When I moved back here in 2013, I was trying to wrap my mind around this city's artistic heritage beyond its Modernist history. Growing up in Hendersonville, I knew nothing more than our high school art field trip to Cumberland Gallery. It was easy to see that Lain was the mayor/tourism chair. But that is all I knew aside from occasional trips home when I went to the Fugitive, Tag, Ruby Green, or the Arcade. On several occasions, I said, “Someone needs to write a book about all of this so I know what’s going on.” Thanks, Joe.

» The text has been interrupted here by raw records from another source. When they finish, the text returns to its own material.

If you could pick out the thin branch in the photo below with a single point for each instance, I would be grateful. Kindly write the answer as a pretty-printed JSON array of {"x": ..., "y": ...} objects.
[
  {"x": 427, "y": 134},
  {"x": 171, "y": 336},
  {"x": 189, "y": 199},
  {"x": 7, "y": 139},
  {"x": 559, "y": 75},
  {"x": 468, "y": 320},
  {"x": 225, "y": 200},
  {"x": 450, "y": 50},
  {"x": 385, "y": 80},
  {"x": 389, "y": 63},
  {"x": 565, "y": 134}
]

The Fatal Alliance: A Century of War on Film - David Thomson
The most difficult-to-explain book on this list. It roams a lot. The points hit, and Thomson’s ideas are valid, but I would not have liked being the editor of this book. He admittedly dives down rabbit holes, eventually returning to the path. This book reads like Thomson has been mulling it over for 50 years. He has so many theories about film’s relationship with war he can’t shape them all into a cohesive form. But why should he? War doesn’t make sense. Film is built on the montage of somewhat unrelated imagery. So how can a book discussing those two ideas fall seamlessly between the covers? Sometimes, it is enough to give space to deep thinkers and watch them work. You will agree with him. Then you will disagree with him. Then you will wonder where he is going, but he will return.
Mondrian: His Life, His Art, His Quest for the Absolute - Nicholas Fox Weber
I have not finished the book yet, but that doesn’t mean I can’t recommend it. A thorough account of Piet Mondrian’s life is long overdue. One of the most influential visual artists of the past 100 years, whose ideas have gone far beyond the museum wall to fashion, architecture, packaging, and interior design. If one Western artist has influenced the visual language of the past 100 years more than Mondrian, it is hard to imagine. Warhol? Maybe. But Warhol was responding to something that already existed on a mass level. Mondrian. What of Mondrian precedes Mondrian? They make Hot Wheels decorated like his paintings. Find another artist whose work inspired painters, fashion designers, musicians, architects, and toy manufacturers.